Он далеко. А где ему еще и быть, если человеку страшно хочется разбогатеть, это только далеко возможно, близко не заработаешь. Вдали, по крайней мере, жизненный опыт, ум, специальности разные приобретешь наверняка. Все это нужно, когда уже два «окунька» растут… Вероятно, не скоро ему удастся разбогатеть, ну где-нибудь лет через десять, но дети… Эти цветы, если посажены, взойдут и как-нибудь с божьей помощью да будут расти. Так что и Наташа, если я ее не уроню на каменный тротуар, вырастет.
Нет, я не уроню. Тем более, что сзади бегут, стремясь не отстать, Зайчишка с Маринэ. Последняя, догоняя, то и дело проверяет, не потерял ли я ту, что шевелится в свертке. Хотя книги она не читает, чтоб «не забивать себе башку ерундой», но душа у нее болит за своего ребенка. Нет, Маринэ, я ее не потерял, несу. Хотя, честно признаться, не привык я разгуливать с подобной поклажей, потому и мчусь с такой скоростью…
Здесь картина оборвалась. Во дворе выли собаки, потом остервенело залаяли, послышался шум приближающегося автомобиля, в окно ударил луч фар. Приехала Тийю. Кто же другой в такую рань?
Я живо выбрался из кровати, залез в тапочки, накинул халат и спустился открывать. Собаки продолжали остервенело тявкать на все лады, и я твердо решил их прогнать — хватит с меня этого собачьего конгресса!
Открыв дверь, я встретился с Тийю.
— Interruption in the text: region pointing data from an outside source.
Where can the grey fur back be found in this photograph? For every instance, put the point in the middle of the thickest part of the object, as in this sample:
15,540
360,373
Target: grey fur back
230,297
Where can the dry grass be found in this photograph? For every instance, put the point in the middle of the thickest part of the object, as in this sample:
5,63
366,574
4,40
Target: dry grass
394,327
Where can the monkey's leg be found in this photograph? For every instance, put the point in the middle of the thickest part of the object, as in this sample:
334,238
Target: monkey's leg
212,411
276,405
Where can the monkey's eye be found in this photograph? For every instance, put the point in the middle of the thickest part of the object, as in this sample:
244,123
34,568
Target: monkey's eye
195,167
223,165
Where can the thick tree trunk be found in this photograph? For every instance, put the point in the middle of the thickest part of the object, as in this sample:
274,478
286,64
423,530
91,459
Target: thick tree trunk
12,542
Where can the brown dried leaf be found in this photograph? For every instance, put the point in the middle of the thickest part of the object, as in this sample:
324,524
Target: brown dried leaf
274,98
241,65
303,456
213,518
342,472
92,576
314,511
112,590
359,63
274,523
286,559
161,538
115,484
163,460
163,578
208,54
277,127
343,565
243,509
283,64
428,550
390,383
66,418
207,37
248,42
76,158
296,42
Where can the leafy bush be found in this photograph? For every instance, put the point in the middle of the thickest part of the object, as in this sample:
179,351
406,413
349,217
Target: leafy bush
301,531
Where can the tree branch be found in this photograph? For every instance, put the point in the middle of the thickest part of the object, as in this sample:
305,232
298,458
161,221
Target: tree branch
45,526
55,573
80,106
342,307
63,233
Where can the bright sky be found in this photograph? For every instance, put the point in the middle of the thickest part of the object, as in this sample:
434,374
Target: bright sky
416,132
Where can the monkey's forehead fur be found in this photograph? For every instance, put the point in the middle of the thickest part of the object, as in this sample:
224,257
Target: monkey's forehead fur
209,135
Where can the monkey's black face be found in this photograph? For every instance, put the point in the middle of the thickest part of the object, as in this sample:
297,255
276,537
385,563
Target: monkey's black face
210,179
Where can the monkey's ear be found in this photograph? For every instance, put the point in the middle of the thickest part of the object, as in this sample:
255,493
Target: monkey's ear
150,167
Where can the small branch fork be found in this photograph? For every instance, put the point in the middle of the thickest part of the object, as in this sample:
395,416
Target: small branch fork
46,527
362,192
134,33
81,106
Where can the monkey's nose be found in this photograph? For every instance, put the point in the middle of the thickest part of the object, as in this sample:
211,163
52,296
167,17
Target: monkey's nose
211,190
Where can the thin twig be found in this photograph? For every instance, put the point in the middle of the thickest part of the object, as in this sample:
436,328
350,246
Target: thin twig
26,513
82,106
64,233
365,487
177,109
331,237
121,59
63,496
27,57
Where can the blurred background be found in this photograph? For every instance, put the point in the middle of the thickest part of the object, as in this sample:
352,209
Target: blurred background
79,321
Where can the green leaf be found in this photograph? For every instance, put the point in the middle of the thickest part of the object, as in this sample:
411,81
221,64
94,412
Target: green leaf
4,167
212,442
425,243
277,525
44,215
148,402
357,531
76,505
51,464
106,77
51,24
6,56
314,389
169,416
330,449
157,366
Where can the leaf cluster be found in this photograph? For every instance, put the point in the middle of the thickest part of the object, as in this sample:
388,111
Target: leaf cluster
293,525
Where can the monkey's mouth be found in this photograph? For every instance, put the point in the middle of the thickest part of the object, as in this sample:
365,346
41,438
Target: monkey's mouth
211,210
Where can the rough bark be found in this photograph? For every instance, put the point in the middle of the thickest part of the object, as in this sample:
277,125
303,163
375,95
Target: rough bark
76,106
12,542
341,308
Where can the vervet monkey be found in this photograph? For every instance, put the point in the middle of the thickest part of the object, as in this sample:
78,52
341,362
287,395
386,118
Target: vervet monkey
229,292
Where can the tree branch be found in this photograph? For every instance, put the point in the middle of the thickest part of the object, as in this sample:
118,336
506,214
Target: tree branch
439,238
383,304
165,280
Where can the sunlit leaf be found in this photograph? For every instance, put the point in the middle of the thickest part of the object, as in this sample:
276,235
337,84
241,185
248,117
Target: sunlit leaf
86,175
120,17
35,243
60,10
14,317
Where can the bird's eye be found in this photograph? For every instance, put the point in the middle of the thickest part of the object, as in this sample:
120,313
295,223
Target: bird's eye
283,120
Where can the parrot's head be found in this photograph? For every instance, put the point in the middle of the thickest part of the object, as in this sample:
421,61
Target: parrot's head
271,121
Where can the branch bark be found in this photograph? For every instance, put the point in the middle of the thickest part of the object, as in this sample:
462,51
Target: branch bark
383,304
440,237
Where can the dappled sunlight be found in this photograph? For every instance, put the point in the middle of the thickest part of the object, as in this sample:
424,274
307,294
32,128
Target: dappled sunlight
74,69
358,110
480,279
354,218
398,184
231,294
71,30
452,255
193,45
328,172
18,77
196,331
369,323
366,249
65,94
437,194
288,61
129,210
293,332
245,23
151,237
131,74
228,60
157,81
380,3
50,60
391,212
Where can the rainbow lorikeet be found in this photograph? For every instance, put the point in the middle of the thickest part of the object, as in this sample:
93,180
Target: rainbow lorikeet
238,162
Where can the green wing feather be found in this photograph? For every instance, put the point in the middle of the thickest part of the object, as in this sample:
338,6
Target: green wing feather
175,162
Она была одета в дождевик, хотя на дворе было совершенно сухо. И было бы тихо, если бы не собаки. Она заглянула в глаза как-то необычно серьезно, грустно, задумчиво.
Я вспомнил наше первое свидание в школьном классе. Я даже не помню всю эту наивную прелюдию нашей игры в любовь, но она якобы в чем-то провинилась передо мной, за что я якобы имел право ее судить и вынести решение. Мы сидели рядом в темном классе, и я не знал, с чего начать…
Я говорил, но мне хотелось не слов, а дел. Но как начать? Потом вынес мудрое решение: смерть через… удушение в объятиях. Глупее что-либо трудно и придумать, но я-то себе показался тогда, в свои пятнадцать лет, невероятно остроумным, тем более что жертва не возражала. Мы тут же начали приводить в исполнение приговор, обнялись, и я впервые в жизни по-настоящему целовался. О, до чего же долго и часто мы совершали эту казнь!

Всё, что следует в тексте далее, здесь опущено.